Tumors that evolved from, or retained multiple clones all had a short time to relapse, supporting a model in which early relapses are associated with dynamic clonal evolution and late relapses to a more inert pattern (40). These patterns of evolution, and description of the targets of mutation, have important implications for anticipation of relapse and modulation of therapy. Over half of relapses arise from a minor clone that commonly harbors, or acquires, relapse-enriched mutations that drive drug resistance. Analysis of this large cohort also enabled demonstration that relapse enriched drivers such as alterations of CREBBP, IKZF1, and NT5C2 are rarely lost if present at diagnosis or subsequently acquired, indicating that early detection may predict an increased likelihood of treatment failure. Moreover, in parallel studies using a subset of the xenografts described here, we have shown relapse-fated minor clones already exhibiting resistance to therapy are present at the time of diagnosis (22, 23). Thus, it is imperative that mutational profiling must now strive to achieve MRD levels of mutation detection at diagnosis or early in therapy, and we have shown the feasibility of this approach using ddPCR. An alternative approach is capture-based deep sequencing of regions of sequence and structural variation in ALL. Early detection will facilitate close monitoring and consideration of alternative treatment approaches such as intensification, immunotherapy, or novel drug approaches for drug-specific resistance (e.g., NT5C2 and thiopurines and CREBBP and corticosteroid resistance).
We show hypermutation is common at relapse, and driven by distinct mechanisms of mutation, including tumor-intrinsic processes, such as cytidine deaminase DNA editing activity (AID/APOBEC) as previously observed in diagnosis samples (41) and experimental models (42), or the acquisition of mutations that cause MMR deficiency, which may represent a mechanism of MMR-induced resistance to thiopurines in ALL (30). In addition, we identified a new SBS1-like signature (Signature A), characterized by transcriptional strand asymmetry and enrichment in expressed genes, caused by an unknown mutational mechanism that is acquired during leukemia progression. Importantly, the identification of hypermutation as a common phenomenon in relapsed ALL suggests that immunotherapeutic approaches intended to restore autoreactivity against neoantigen expression, such as checkpoint blockade, should be formally explored. Although long assumed to be poor targets for immunotherapy due to the relatively low mutation burden in comparison with other tumors (43), recent data have demonstrated that pediatric hematologic malignancies promote the generation of abundant and functional immune responses to tumor-specific neoepitopes despite the apparent inability of the immune system to control those tumors (44).

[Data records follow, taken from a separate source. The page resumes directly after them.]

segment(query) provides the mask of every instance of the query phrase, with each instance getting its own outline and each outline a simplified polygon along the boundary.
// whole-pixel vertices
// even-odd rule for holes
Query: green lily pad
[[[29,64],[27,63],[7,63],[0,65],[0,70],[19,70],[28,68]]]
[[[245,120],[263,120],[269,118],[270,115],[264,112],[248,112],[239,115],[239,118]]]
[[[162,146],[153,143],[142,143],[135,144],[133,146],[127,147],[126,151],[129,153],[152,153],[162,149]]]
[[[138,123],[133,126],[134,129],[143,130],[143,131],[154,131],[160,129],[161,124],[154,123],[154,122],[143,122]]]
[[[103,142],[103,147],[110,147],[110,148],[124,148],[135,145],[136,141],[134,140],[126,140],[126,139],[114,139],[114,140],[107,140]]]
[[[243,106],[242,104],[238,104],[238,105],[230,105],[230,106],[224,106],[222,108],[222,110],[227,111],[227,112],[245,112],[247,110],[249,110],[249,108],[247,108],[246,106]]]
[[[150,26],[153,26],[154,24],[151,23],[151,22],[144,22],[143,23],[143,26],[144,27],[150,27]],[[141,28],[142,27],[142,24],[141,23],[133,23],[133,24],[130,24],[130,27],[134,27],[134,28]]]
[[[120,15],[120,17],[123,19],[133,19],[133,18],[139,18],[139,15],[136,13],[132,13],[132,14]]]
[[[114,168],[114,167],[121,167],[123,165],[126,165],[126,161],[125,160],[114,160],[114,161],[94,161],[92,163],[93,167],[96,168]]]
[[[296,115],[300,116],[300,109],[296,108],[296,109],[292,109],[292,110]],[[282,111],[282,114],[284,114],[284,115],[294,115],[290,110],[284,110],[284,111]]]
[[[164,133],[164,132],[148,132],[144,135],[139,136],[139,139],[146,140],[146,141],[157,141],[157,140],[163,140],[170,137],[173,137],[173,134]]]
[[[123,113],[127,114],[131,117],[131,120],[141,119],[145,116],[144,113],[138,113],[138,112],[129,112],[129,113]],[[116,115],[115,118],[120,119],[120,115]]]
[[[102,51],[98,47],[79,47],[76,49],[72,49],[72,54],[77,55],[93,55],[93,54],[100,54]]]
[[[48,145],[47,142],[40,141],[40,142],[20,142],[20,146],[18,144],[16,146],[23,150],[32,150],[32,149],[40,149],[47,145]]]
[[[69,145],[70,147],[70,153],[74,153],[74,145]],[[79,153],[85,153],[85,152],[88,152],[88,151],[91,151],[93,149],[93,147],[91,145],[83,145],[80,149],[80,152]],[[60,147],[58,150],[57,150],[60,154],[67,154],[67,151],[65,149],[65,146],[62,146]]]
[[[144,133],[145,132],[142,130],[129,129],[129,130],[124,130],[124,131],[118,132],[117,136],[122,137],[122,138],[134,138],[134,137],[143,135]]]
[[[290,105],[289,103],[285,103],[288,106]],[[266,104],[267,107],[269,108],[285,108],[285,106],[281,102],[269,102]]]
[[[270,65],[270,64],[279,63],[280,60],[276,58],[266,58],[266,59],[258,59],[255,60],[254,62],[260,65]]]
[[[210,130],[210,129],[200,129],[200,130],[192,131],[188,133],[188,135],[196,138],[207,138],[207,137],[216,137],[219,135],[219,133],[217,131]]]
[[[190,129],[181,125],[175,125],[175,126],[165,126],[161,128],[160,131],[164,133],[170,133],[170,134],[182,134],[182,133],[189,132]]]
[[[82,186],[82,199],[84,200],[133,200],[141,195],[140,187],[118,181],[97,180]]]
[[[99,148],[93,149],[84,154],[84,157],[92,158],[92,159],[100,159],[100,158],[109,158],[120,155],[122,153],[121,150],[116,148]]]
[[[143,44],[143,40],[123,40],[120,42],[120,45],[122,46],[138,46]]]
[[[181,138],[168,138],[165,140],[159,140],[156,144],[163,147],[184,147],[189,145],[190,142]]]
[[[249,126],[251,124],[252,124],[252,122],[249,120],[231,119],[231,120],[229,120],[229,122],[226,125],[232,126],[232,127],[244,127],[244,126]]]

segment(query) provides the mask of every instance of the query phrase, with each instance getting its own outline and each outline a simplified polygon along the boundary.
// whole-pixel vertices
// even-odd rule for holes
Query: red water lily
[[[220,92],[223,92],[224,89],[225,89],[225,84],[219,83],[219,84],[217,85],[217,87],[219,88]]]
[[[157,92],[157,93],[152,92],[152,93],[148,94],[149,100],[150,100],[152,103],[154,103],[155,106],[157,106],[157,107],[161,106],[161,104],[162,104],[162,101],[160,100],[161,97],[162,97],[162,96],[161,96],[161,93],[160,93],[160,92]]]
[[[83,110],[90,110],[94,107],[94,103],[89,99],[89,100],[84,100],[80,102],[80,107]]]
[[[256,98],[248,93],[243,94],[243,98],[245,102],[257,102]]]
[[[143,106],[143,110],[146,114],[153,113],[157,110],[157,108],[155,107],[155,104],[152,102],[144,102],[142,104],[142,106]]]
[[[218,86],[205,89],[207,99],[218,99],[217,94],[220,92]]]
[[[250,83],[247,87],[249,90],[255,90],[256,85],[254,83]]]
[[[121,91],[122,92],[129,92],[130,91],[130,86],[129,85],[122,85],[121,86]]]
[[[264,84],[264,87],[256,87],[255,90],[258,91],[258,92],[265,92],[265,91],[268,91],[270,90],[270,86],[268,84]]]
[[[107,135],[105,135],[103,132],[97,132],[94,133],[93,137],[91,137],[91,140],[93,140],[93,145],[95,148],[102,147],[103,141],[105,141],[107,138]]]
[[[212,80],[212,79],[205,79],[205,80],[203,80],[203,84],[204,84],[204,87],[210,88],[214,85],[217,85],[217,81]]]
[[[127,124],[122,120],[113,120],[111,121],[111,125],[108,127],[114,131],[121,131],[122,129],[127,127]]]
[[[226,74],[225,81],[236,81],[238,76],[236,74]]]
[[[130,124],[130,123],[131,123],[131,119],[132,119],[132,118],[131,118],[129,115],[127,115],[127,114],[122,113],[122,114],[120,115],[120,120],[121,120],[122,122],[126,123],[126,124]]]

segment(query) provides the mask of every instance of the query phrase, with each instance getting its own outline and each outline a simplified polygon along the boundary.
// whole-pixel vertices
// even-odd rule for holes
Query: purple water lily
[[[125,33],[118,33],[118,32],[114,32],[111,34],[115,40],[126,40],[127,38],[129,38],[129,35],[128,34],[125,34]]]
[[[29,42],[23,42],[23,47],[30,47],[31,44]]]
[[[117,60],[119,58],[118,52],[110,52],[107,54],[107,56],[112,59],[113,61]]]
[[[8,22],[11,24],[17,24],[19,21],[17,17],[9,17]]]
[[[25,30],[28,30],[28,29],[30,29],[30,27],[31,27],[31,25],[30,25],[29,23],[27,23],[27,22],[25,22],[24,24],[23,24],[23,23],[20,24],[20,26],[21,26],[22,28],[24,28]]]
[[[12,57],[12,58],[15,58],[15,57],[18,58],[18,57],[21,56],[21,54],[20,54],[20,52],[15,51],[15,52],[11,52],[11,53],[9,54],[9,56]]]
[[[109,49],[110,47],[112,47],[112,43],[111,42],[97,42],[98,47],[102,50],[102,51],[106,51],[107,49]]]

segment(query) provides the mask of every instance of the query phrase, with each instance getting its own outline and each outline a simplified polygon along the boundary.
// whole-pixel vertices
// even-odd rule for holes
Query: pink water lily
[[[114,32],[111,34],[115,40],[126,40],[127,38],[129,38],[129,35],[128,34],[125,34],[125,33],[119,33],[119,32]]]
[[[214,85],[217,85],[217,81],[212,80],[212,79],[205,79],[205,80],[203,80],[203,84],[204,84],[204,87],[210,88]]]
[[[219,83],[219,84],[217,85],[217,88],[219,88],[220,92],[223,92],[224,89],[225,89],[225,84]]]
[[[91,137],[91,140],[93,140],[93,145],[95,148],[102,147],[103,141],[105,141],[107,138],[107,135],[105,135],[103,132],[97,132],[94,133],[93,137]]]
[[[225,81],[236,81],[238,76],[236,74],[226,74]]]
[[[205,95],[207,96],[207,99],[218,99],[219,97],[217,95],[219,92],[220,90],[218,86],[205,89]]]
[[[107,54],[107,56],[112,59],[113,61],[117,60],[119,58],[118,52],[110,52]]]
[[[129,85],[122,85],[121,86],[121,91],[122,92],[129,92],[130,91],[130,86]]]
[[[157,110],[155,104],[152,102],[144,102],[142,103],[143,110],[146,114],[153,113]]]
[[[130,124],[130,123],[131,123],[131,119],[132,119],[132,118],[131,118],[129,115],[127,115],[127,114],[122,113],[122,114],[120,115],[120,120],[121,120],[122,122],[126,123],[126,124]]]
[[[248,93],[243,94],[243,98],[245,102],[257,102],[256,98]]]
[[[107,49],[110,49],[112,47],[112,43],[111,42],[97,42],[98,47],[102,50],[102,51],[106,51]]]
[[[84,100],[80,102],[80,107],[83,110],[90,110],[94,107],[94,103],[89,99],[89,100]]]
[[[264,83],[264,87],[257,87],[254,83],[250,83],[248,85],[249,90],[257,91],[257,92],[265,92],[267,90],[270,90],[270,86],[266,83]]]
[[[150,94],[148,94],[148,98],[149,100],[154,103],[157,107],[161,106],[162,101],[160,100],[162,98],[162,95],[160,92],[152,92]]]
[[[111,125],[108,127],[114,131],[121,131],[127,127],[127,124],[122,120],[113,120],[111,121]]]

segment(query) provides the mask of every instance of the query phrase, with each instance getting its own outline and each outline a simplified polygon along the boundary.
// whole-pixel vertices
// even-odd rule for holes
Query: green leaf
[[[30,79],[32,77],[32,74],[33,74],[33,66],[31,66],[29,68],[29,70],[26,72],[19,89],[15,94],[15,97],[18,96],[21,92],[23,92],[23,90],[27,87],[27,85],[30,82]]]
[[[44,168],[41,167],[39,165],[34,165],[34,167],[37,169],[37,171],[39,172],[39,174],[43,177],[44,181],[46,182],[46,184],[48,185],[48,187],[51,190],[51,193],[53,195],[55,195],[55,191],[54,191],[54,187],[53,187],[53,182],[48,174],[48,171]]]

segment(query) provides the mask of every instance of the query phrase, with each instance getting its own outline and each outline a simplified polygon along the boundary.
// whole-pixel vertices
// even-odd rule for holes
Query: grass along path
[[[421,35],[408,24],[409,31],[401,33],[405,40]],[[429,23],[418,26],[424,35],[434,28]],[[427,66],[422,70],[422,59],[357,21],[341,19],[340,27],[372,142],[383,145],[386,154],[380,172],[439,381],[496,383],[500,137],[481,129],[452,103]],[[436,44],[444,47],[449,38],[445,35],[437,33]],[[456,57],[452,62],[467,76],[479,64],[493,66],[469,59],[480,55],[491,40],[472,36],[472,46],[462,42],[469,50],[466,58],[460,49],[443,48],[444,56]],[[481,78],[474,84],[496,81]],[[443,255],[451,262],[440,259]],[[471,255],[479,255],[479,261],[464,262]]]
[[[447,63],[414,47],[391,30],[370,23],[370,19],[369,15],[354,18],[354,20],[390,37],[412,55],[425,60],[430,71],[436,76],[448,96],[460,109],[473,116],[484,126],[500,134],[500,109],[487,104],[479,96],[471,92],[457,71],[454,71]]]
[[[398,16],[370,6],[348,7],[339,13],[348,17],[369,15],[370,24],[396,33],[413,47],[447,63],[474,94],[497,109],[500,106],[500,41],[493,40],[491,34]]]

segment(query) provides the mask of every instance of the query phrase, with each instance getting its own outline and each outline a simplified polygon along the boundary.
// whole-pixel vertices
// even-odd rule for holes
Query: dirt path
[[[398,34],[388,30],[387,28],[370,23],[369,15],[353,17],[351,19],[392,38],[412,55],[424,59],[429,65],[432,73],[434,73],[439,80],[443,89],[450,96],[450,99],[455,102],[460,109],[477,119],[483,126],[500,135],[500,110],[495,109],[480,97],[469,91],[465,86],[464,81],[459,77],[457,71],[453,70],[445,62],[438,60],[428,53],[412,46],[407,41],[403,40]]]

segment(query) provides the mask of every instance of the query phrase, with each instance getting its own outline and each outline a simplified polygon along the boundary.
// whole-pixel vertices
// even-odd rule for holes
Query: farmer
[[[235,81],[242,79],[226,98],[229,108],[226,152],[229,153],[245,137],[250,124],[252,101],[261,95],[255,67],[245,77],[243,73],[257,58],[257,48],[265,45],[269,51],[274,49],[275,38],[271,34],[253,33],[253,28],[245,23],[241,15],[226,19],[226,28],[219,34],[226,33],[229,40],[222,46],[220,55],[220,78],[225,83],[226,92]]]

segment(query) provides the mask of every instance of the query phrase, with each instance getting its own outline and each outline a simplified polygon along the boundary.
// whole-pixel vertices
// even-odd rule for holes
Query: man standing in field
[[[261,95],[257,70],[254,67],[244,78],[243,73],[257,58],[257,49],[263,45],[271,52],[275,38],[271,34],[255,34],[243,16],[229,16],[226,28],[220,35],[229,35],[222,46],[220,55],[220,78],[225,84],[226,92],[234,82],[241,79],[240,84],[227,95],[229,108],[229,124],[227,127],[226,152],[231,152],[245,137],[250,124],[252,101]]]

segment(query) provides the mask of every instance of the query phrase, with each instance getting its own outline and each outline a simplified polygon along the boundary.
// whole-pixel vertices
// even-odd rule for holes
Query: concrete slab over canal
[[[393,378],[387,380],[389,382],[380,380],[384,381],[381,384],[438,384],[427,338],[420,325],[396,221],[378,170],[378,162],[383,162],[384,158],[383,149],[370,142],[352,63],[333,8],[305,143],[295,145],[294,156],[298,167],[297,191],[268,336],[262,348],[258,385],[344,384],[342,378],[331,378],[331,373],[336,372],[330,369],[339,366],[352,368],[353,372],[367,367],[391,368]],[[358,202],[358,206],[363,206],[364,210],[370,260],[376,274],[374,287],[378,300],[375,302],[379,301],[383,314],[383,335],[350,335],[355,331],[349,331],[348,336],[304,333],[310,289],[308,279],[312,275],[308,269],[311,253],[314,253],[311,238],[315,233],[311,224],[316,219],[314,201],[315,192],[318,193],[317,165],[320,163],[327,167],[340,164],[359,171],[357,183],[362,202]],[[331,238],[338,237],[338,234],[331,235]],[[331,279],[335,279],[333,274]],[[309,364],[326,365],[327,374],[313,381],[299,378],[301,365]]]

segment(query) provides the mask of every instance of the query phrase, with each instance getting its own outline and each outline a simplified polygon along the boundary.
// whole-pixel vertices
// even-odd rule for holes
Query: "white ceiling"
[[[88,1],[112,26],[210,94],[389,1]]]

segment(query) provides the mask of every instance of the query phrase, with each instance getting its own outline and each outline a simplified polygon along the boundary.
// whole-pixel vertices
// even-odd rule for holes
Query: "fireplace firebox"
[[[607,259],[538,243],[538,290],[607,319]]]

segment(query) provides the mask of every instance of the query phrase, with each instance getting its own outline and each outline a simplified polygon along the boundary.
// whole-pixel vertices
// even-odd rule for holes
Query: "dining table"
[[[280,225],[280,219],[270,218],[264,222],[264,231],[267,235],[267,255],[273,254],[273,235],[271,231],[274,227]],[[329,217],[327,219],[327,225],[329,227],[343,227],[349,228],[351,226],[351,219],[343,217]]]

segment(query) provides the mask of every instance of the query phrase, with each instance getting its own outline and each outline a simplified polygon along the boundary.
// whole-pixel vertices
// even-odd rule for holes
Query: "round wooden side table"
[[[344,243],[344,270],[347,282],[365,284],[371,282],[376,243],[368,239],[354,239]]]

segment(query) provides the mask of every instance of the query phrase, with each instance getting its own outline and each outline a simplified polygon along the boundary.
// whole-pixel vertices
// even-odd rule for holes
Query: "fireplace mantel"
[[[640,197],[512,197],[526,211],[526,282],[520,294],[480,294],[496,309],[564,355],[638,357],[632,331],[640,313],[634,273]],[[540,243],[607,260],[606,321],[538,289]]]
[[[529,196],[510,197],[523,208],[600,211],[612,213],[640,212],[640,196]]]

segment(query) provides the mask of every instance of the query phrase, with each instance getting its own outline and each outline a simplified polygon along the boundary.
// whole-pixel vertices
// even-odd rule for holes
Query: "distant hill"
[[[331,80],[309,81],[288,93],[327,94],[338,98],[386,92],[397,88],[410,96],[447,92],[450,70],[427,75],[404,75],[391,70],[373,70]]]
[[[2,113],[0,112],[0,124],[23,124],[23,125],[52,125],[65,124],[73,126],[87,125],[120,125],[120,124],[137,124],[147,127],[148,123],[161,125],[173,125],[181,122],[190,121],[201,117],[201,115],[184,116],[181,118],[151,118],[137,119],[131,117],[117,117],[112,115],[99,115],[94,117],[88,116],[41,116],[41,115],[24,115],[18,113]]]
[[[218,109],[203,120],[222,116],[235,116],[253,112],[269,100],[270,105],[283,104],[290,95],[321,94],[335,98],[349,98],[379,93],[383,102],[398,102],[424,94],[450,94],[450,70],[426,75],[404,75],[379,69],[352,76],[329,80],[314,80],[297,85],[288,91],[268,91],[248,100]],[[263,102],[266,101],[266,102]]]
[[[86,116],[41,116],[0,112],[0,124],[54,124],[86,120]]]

In conjunction with those findings, our results suggest that not only does hypermutation drive the generation of HLA-restricted neoepitopes, but that these are expressed in an immunologically tolerized milieu that may be exploited with strategies to augment T-cell antitumor reactivity. It will now be of great interest to formally document the presence of autoreactive T-cell clones directed at neoepitopes induced by hypermutation, as we have described at diagnosis in ALL (44), and to formally test, in experimental models, whether immunomodulatory approaches can augment or restore antitumor reactivity in hypermutated ALL.
Subjects and Samples
The cohort included 92 children (31 female, 61 male) with relapsed B-progenitor (B-ALL, n = 67) or T-lineage [T-ALL, n = 25; including 7 early T-cell precursor ALL (ETP-ALL)] ALL patients treated on St. Jude Total Therapy Studies XI-XVI (median age at diagnosis 7.8 years; range, 1 month–18.7 years; Supplementary Table S1; refs. 45–47). The median time from diagnosis to first relapse was 2.7 years (range, 3 months–9.9 years). Sixteen cases developed a second relapse (range, 3 months–7 years). Relapse was very early (<1 year) in 17 patients, early (1–2 years) in 21 patients, and late (>5 years) in 14 patients. Nine cases developed a second tumor of different lineage, including 2 basal cell carcinomas, 1 B-cell lymphoma, 1 CML, and 5 AMLs. A total of 46 patients received bone marrow transplants at a median age of 12 years (range, 7 months–22 years), and all except one were allogeneic. Tumor samples with a blast percentage of less than 80% were flow sorted for the tumor population. Written informed consent was obtained from the patient and/or parent. The study was conducted in accordance with the Declaration of Helsinki, and was approved by the St. Jude Children's Research Hospital Institutional Review Board.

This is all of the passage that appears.